Charles Dormon Robinson (American, 1847-1933)
Crests of the Sierra, 1909
Oil on canvas 42 in. x 81 in. (106.68 cm x 205.74 cm)
Crocker Art Museum, gift of Lillian M. Robinson, conserved with funds provided by Alfred C. Harrison, Jr., North Point Gallery, San Francisco1950.18
Charles Dormon Robinson was a second-generation California landscape painter who introduced human scale into his grandiose and majestic depictions of nature. Even though Yosemite and the Sierra were among his most frequent subjects, he was inspired by French Barbizon painters, who used expressive brushwork to paint quiet, intimate views of a peopled nature.
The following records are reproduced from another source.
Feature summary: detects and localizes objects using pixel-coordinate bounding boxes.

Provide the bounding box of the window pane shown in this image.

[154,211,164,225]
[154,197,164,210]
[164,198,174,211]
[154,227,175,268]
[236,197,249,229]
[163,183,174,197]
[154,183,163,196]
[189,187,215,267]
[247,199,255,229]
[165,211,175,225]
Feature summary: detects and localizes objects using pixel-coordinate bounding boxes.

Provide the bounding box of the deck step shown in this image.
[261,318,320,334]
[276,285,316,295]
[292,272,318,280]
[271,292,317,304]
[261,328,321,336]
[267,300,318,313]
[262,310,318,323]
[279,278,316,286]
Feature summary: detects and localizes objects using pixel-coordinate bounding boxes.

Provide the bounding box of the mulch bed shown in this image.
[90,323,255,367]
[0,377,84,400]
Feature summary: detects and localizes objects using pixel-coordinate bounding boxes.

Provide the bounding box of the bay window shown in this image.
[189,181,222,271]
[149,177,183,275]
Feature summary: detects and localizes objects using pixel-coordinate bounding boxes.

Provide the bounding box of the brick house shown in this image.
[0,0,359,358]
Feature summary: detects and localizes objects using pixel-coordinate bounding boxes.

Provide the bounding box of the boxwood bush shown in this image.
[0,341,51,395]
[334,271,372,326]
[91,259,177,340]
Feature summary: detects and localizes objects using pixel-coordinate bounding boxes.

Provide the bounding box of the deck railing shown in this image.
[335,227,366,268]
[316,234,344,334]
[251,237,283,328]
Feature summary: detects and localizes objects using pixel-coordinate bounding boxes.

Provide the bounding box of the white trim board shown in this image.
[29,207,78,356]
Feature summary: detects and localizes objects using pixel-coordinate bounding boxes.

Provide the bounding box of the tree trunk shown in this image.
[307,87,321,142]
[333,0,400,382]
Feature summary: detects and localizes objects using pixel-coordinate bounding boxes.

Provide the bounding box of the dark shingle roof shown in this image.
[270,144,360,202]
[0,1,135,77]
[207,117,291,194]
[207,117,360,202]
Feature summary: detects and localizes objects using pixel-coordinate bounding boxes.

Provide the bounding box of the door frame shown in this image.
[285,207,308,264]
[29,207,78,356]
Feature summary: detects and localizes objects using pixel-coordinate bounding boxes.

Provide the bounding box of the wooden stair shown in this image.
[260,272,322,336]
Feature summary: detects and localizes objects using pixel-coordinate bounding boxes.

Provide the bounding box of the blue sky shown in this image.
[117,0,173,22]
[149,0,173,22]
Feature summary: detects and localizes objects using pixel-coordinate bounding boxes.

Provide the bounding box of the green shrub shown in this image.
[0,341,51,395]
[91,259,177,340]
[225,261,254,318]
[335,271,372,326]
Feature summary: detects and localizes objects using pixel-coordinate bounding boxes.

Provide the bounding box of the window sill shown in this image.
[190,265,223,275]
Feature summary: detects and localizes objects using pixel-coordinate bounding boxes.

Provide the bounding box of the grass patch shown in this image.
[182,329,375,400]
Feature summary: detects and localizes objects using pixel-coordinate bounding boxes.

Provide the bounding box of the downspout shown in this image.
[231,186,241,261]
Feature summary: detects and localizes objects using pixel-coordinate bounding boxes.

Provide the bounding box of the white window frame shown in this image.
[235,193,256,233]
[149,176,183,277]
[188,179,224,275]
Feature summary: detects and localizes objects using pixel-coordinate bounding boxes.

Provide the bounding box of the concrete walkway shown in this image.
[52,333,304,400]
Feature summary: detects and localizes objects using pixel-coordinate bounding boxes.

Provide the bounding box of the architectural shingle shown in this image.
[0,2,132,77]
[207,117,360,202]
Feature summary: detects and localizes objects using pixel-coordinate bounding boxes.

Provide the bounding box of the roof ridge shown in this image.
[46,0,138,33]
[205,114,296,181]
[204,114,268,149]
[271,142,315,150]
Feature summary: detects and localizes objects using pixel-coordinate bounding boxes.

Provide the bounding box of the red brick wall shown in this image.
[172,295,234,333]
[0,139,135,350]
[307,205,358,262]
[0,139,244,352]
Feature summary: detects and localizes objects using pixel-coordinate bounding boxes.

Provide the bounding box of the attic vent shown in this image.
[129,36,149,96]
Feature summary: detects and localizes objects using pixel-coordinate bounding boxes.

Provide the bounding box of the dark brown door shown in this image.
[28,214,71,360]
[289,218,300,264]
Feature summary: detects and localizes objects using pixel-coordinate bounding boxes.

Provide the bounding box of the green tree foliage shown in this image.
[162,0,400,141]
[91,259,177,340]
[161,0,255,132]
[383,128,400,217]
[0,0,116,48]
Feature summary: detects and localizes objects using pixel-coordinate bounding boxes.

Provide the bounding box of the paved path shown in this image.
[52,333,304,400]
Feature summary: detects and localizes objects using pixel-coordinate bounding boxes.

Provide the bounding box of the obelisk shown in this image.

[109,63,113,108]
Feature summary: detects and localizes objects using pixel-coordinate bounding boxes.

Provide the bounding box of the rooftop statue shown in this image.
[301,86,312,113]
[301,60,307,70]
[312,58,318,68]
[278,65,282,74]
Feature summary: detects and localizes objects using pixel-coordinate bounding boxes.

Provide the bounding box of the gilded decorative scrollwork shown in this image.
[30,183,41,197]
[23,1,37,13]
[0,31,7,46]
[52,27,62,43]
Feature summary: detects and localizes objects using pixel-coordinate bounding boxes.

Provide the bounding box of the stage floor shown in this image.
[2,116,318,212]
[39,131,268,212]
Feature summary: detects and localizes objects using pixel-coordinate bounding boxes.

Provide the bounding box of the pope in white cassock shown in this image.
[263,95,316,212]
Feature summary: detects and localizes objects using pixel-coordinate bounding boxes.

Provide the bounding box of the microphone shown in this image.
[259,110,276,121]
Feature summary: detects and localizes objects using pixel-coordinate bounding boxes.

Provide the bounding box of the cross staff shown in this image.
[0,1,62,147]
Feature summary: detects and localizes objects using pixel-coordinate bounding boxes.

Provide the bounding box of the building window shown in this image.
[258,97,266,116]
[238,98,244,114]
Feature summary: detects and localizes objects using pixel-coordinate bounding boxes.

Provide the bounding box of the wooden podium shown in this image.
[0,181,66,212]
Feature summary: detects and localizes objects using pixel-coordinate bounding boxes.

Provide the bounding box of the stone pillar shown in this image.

His large Crests of the Sierra focuses equal attention on the human activity in the foreground and the peaks in the distance.
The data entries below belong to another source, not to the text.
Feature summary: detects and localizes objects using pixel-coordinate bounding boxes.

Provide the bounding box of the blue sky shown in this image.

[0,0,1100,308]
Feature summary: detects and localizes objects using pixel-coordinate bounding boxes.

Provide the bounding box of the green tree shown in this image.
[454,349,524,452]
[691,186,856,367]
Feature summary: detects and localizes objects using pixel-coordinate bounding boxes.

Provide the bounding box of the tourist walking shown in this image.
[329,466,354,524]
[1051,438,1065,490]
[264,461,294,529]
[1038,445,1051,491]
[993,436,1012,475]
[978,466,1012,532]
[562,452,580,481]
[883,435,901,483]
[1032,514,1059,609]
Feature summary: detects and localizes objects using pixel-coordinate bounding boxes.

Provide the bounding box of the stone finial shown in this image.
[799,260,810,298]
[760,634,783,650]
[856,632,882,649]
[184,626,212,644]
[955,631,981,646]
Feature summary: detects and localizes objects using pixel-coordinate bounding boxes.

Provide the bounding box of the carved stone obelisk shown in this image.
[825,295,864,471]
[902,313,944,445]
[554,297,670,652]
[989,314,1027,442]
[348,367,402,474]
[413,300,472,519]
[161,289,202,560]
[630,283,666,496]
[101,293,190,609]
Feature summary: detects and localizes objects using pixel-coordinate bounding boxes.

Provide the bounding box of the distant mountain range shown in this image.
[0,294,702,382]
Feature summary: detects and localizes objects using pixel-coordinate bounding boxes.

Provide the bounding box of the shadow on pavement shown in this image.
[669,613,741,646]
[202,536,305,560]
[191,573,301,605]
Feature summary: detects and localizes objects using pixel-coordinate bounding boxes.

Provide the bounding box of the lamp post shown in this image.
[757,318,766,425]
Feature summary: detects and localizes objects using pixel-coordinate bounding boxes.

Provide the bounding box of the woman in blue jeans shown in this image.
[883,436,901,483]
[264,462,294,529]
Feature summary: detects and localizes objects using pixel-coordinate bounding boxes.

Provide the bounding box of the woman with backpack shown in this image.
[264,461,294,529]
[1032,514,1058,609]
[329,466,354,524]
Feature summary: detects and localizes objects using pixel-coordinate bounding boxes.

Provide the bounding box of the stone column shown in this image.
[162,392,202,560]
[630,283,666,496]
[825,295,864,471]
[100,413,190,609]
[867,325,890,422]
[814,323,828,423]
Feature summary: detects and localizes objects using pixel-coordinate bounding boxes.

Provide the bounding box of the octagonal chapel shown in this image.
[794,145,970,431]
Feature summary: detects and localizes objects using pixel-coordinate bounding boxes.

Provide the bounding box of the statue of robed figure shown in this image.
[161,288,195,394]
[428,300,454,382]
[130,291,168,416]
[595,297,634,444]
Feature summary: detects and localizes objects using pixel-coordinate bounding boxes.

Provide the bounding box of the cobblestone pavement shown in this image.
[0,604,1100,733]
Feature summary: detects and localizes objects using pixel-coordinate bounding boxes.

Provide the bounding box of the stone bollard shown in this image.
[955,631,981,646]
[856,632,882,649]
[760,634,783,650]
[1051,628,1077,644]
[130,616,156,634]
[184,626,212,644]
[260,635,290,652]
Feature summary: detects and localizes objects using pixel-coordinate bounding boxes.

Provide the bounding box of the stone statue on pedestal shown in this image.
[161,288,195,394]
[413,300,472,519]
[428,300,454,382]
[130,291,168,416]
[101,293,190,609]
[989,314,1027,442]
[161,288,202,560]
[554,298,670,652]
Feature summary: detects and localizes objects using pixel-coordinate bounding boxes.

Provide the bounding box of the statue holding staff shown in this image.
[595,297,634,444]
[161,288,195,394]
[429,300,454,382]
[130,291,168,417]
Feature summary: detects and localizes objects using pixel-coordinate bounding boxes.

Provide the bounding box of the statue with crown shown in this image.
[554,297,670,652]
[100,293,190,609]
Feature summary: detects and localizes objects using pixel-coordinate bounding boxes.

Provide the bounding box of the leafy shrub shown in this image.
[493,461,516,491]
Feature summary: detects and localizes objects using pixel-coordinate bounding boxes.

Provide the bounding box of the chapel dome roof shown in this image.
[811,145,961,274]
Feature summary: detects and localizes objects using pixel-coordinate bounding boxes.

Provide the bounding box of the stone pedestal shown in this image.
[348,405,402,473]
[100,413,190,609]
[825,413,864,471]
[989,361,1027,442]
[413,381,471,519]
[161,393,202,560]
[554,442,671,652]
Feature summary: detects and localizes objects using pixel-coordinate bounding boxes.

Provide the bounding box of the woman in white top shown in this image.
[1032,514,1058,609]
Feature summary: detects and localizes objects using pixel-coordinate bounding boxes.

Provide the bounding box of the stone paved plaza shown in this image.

Robinson was born in East Monmouth, Maine, but his family moved to California while he was a toddler. He began his art training with Charles Christian Nahl at the very young age of seven. In 1861, he and his mother returned to the East where he studied with George Inness and William Bradford. He also studied briefly with Jasper Cropsey and received criticism from Albert Bierstadt and James Hamilton.
Following his marriage in Ohio in 1874, Robinson returned to California. Settling in San Francisco, he began re-touching photographs and illustrating periodicals, but soon devoted his full time to painting. He quickly became a prominent member of the San Francisco art community, joining the Palette and Bohemian Clubs. He visited Yosemite for the first time in 1880 and summered there for twenty-four years. Many of his paintings were destroyed by the fire following the 1906 San Francisco earthquake; others were lost in 1921 when another fire destroyed his home.